Se
Eyes Wide Shut esibiva un sottotesto sul valore del denaro come mezzo
di autocertificazione sociale, senza interferire con gli altri livelli del
racconto, Il costo della vita
sceglie invece un approccio didascalico e prevedibile al tema, conferendogli
un’evidenza ed una iper-esposizione prive di zone d’ombra: nell’epoca
dell’Euro, avari e prodighi devono correggere il tiro ed espiare le proprie
colpe passando attraverso la catarsi necessaria che li porterà ad
abbandonare le varie forme di dipendenza dalla ricchezza.

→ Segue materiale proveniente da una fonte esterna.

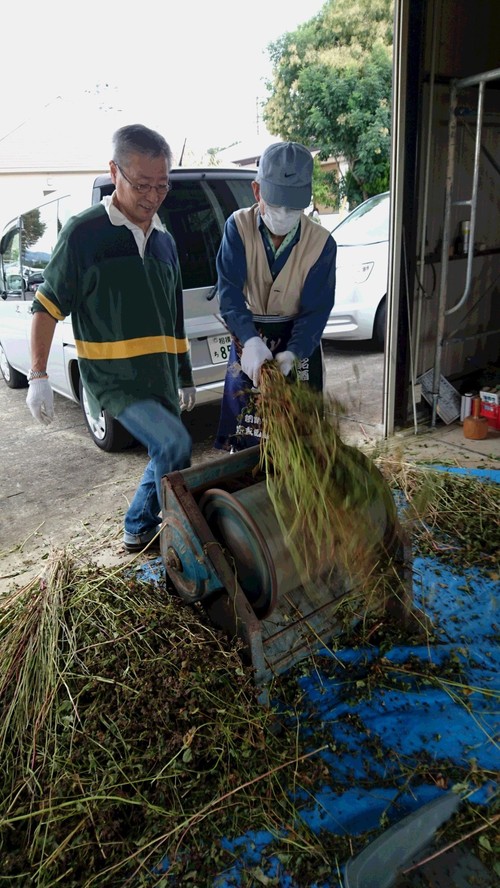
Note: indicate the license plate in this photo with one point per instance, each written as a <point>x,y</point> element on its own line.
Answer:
<point>219,348</point>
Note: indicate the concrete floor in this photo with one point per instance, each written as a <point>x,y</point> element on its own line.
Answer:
<point>447,444</point>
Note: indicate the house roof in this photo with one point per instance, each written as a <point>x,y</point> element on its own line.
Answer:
<point>64,136</point>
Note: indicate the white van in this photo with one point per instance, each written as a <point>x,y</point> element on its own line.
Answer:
<point>194,211</point>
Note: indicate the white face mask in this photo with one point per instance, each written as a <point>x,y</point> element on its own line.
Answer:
<point>280,220</point>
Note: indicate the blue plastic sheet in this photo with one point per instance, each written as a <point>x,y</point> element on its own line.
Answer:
<point>420,722</point>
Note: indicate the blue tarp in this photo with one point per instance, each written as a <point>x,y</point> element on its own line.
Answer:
<point>421,721</point>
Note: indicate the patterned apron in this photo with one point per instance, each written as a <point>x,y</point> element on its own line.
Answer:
<point>239,424</point>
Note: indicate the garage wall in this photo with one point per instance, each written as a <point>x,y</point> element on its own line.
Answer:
<point>443,40</point>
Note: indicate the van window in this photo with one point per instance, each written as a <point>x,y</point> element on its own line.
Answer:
<point>194,212</point>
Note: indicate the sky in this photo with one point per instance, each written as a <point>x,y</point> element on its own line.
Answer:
<point>193,70</point>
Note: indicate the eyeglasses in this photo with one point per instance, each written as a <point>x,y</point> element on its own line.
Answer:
<point>143,188</point>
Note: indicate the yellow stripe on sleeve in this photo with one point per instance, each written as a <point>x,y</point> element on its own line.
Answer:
<point>130,348</point>
<point>49,306</point>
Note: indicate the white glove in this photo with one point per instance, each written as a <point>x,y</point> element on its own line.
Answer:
<point>285,361</point>
<point>40,400</point>
<point>187,398</point>
<point>255,352</point>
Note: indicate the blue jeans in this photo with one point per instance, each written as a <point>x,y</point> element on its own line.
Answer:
<point>169,447</point>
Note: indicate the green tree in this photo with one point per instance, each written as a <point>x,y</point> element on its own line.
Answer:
<point>33,228</point>
<point>331,89</point>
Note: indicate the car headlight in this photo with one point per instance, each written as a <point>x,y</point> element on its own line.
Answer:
<point>363,272</point>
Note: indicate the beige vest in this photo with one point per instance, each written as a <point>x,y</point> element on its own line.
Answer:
<point>281,297</point>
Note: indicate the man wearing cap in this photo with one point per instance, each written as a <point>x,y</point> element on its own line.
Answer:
<point>276,282</point>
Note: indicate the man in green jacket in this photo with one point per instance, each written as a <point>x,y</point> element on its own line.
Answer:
<point>115,270</point>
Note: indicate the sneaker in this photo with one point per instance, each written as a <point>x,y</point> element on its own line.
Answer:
<point>134,542</point>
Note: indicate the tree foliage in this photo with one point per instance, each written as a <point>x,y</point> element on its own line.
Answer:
<point>331,89</point>
<point>33,228</point>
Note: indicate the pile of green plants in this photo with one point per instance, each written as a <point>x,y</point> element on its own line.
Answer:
<point>330,499</point>
<point>130,732</point>
<point>452,516</point>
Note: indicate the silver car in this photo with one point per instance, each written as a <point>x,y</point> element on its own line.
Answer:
<point>362,263</point>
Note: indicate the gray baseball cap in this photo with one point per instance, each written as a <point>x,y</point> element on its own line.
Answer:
<point>285,175</point>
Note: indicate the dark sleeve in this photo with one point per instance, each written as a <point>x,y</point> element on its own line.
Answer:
<point>232,274</point>
<point>316,302</point>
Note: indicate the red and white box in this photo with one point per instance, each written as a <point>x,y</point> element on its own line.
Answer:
<point>490,406</point>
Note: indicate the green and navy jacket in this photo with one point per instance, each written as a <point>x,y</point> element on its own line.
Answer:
<point>126,311</point>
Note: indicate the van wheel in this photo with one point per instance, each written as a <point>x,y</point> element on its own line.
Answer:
<point>379,327</point>
<point>106,432</point>
<point>12,377</point>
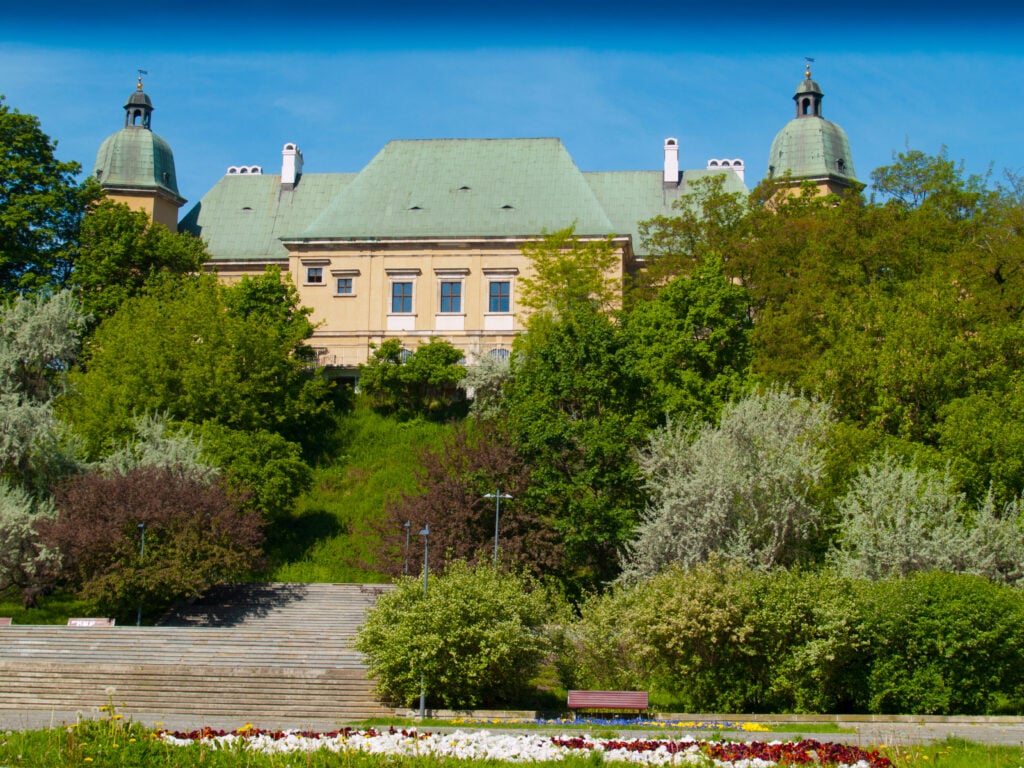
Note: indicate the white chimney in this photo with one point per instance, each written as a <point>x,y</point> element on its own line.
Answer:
<point>671,177</point>
<point>291,166</point>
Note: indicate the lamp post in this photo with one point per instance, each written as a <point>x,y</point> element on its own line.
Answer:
<point>426,564</point>
<point>141,554</point>
<point>408,525</point>
<point>497,496</point>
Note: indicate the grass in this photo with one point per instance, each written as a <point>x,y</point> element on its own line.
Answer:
<point>330,538</point>
<point>112,741</point>
<point>54,608</point>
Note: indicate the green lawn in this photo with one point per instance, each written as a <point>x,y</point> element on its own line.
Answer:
<point>330,537</point>
<point>112,742</point>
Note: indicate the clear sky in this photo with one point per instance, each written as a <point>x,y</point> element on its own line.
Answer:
<point>232,82</point>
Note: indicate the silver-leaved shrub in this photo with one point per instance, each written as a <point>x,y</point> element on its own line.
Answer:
<point>742,488</point>
<point>898,519</point>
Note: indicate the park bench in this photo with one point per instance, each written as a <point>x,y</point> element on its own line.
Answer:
<point>608,700</point>
<point>90,622</point>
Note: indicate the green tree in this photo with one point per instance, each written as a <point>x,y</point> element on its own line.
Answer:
<point>196,537</point>
<point>41,207</point>
<point>711,225</point>
<point>158,445</point>
<point>474,639</point>
<point>39,341</point>
<point>744,488</point>
<point>567,270</point>
<point>425,382</point>
<point>691,342</point>
<point>942,644</point>
<point>576,414</point>
<point>120,250</point>
<point>897,519</point>
<point>266,472</point>
<point>26,562</point>
<point>182,350</point>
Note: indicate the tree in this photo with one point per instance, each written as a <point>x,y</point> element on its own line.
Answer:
<point>896,520</point>
<point>41,207</point>
<point>475,638</point>
<point>261,468</point>
<point>576,411</point>
<point>120,250</point>
<point>425,382</point>
<point>710,225</point>
<point>26,563</point>
<point>743,488</point>
<point>182,349</point>
<point>158,445</point>
<point>567,271</point>
<point>477,459</point>
<point>691,342</point>
<point>39,341</point>
<point>483,383</point>
<point>196,537</point>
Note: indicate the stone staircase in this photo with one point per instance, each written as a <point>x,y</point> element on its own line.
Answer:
<point>256,652</point>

Tutti i personaggi, tasselli di un mosaico che va costruendosi non senza
difficoltà (qualcuno viene momentaneamente dimenticato per strada, altri
meriterebbero maggiore sviluppo, come il manager afflitto da varie
patologie), passano inevitabilmente attraverso crisi di rapporti umani
malati, perchè basati esclusivamente sulla nevrosi dell’interscambio
denaro-affetti.
Mercanteggiare in presenza dell’amore non paga e le crisi vengono
puntualmente risolte rinnegando se stessi, ma senza scavare nelle profonde
motivazioni di quella altrimenti inestricabile dipendenza.